Why it matters: Call recording and transcription is content goldmine. Sales conversations reveal objections, questions, and positioning opportunities. If you're not recording, you're losing valuable insights. If you're not tracking, you don't know which marketing drives calls.
Contractor example: "We all use personal cell phones with business numbers via Google Voice. No call recording. No centralized texting system. No call tracking. If someone calls and we don't answer, we have no idea which ad or referral source drove the call."
Accountant example: "RingCentral for our main line, forwards to cell phones. We have call recording enabled but rarely listen to recordings. No transcription. No integration with our CRM so calls aren't logged unless someone manually adds a note."
Optimization opportunity: Call tracking numbers by marketing source, automatic recording, transcription through tools like Fireflies or Otter, CRM integration for automatic call logging, SMS integration for text-based follow-up.
What we need: Are you recording sales calls, client meetings, internal strategy sessions? Are you transcribing them? What tool?
Why it matters: Transcriptions are content gold. Client meetings reveal pain points, objections, and questions that become blog posts, FAQs, and social content. Sales calls reveal positioning opportunities. Strategy sessions capture decisions that otherwise get forgotten.
Good answer: "Yes, we use Fireflies.ai for all Zoom meetings. Auto-records, auto-transcribes, searchable. We review transcripts for action items and content opportunities."
Common answer: "We record Zoom meetings sometimes but rarely go back and watch them. No transcription. They just sit in cloud storage."
Optimization opportunity: Automatic recording for all client and sales meetings, transcription through Fireflies/Otter/Tactiq, searchable repository, team training on mining transcripts for insights.
What we need: ChatGPT, Claude, Gemini, Jasper, Midjourney—what are you using and for what? Be specific about actual use cases, not aspirational "we should probably use AI."
Why it matters: AI is infrastructure now, not experimental. If you're not using it for content creation, proposal writing, email drafting, research, and process documentation, you're working 3x harder than competitors who are.
Contractor example: "I use ChatGPT for proposal writing—speeds up the process from 90 minutes to 30 minutes. Our project manager uses it to draft client update emails. We're experimenting with Midjourney for design inspiration but haven't integrated it into client presentations yet. Not using Claude or Gemini."
Accountant example: "Heavy ChatGPT users—tax research, client email drafting, process documentation. We have a Claude Pro account that I use for long-form strategy writing and tax planning scenarios.
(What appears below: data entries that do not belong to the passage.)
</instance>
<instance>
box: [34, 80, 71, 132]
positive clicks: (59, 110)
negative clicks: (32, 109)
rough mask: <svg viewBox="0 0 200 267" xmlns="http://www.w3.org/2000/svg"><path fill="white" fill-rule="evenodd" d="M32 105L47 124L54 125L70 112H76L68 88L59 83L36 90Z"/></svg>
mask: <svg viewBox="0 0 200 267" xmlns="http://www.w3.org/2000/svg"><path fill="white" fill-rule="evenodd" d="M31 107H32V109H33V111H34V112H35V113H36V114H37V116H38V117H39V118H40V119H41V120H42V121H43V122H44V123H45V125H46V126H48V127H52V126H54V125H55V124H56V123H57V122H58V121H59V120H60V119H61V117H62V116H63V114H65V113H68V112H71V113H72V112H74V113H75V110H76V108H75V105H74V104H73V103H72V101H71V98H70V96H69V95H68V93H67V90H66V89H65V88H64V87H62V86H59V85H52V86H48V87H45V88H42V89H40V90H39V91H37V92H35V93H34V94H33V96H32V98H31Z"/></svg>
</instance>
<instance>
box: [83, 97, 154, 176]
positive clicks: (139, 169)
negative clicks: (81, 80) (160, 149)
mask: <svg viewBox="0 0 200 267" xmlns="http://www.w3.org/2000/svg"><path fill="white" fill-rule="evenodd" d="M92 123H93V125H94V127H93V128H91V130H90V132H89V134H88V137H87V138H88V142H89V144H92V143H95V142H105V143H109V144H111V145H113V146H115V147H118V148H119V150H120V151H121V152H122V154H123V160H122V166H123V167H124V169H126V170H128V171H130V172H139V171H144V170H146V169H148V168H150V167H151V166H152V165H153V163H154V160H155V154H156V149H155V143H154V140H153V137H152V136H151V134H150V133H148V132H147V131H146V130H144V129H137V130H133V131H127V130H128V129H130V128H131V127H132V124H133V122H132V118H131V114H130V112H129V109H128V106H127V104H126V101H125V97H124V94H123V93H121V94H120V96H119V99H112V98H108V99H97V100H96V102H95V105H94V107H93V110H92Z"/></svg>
Not using any image generation tools. Just started testing Perplexity for research because it cites sources better than ChatGPT."
Optimization opportunity: Team-wide AI training, documented use cases and prompts, integration into standard workflows (not just ad-hoc usage), Claude Projects for client-specific context, custom GPTs for recurring tasks.
Your systems determine your capacity. This audit reveals where you're bleeding time and money through fragmented tools, manual processes, and missed automation opportunities. Be thorough. The more detail you provide, the better our optimization recommendations.